I will have very elaborate dreams about food when I get hungry when I'm asleep. Sadly, I cannot eat when I first wake up. I'll also have mega-frustrating dreams in which my attempts to get up, showered and dressed are all kinds of thwarted right before I wake up.

No wonder I hate waking up. Everything in my head is gearing me up for frustration.


Trudy Booth - Dec 31, 2007 8:48:03 am PST #9961 of 10001
Greece's financial crisis threatens to take down all of Western civilization - a civilization they themselves founded. A rather tragic irony - which is something they also invented. - Jon Stewart

Oh god. I thought this was just me. Shortly after the pizza thing, I started having dreams where I would eat something, by mistake, and then remember I was on a diet and freak out. It was like, "I can't even cheat in my DREAMS."

Sister!

I don't even like kool-ade IRL.

There is a pizza place in my neighborhood with whole wheat crusts and small slices. When I'm in bad shape I'll have a piece along with some other protien things so I don't get that icky blood sugar spike. It usually does the trick. I think the whole pizzaria aspect helps with the knock out of the craving.

If people are killing me at work with pizza I'll tell myself I can have the whole wheat if I'm still suffering when I get home, but I usually forget by then. Between that and the Guylian sugar free 70% cocoa chocolate I whip out when other people are having really nice deserts its pretty managable to stay on track.

(Can you tell I'm giving myself a pep talk? Good Girl starts again January 2nd and is hardcore until Valentine's Day.)


shrift - Dec 31, 2007 8:48:31 am PST #9962 of 10001
"You can't put a price on the joy of not giving a shit." -Zenkitty

Oh, my god. I can't breathe, my body hates me, and I'm edging back to Wanting To Die land. Instead of going to the DMV, I think I'll go directly home and crawl back into bed.


Dana - Dec 31, 2007 8:50:26 am PST #9963 of 10001
"I'm useless alone." // "We're all useless alone. It's a good thing you're not alone."

Instead of going to the DMV, I think I'll go directly home and crawl back into bed.

Oh, dear. You were doing so well.

Both coworkers in my immediate area have some kind of death-virus thing. One went home sick, the other is fairly sure she's not contagious. But between this and the husband having a cold, it's going to be a miracle if I don't get sick too.

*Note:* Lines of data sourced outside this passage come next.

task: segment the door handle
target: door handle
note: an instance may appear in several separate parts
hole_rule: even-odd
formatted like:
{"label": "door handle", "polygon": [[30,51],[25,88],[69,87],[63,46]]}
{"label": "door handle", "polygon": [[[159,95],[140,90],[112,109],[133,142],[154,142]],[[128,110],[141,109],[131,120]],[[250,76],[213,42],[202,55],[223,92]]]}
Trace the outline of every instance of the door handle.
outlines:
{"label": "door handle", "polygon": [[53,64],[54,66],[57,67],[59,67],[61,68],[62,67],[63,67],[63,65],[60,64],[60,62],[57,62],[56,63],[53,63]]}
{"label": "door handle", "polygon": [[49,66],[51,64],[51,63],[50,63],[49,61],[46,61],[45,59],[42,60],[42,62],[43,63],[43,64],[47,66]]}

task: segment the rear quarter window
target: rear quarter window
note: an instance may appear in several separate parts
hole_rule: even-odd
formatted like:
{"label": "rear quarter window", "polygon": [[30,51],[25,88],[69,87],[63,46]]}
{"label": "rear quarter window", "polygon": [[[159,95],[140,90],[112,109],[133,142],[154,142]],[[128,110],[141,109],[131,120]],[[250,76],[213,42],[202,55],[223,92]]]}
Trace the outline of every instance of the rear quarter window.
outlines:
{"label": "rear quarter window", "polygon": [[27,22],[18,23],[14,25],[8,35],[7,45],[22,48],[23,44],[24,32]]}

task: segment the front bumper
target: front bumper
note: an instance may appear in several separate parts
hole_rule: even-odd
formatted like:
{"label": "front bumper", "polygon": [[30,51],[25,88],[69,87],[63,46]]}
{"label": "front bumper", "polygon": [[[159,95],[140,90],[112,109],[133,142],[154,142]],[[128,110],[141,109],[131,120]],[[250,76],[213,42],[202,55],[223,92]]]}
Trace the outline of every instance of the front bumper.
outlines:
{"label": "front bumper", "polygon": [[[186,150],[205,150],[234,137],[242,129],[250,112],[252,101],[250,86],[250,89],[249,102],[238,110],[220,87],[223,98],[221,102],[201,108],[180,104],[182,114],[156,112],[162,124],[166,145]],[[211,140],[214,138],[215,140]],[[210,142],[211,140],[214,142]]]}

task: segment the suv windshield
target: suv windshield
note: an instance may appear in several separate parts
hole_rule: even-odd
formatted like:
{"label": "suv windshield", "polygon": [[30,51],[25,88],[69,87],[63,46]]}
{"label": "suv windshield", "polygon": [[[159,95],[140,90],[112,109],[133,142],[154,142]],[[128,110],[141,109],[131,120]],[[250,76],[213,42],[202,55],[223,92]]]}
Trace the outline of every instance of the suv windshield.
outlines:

Kristen - Dec 31, 2007 8:57:09 am PST #9964 of 10001

If people are killing me at work with pizza I'll tell myself I can have the whole wheat if I'm still suffering when I get home, but I usually forget by then. Between that and the Guylian sugar free 70% cocoa chocolate I whip out when other people are having really nice deserts its pretty managable to stay on track.

When I'm home, it's much easier to manage. If I have a craving for something, I think, "Okay, I'll make a snack. If I still want that thing after the snack, I can go out and get it." I never end up going out for it. My laziness may be an asset in this way.

It's when I'm around stuff I can't have that I break so I try to avoid potentially bad situations. The first week of the strike, people kept showing up on the picket lines with food. As we were finishing our shift, one of my fellow writers asked me if I wanted to come out to lunch with them. I said, "People have been shoving bagels and donuts and cookies in face ALL DAY. If I even step foot in a restaurant, I'm gonna break." So I went home.

I did much better managing the cravings when I was on the super-restrictive (shakes only) phase of my diet. Fear of ending up on the operating table will do that, I guess.


shrift - Dec 31, 2007 8:58:55 am PST #9965 of 10001
"You can't put a price on the joy of not giving a shit." -Zenkitty

Oh, dear. You were doing so well.

Maybe the DayQuil wore off. I don't know. But yeah, my body thinks it might be too early to start ingesting real food, and I feel like I'm trying to breathe through clammy mud. The internets are not dancing for my entertainment. I declare this stupid year to be over! And stupid!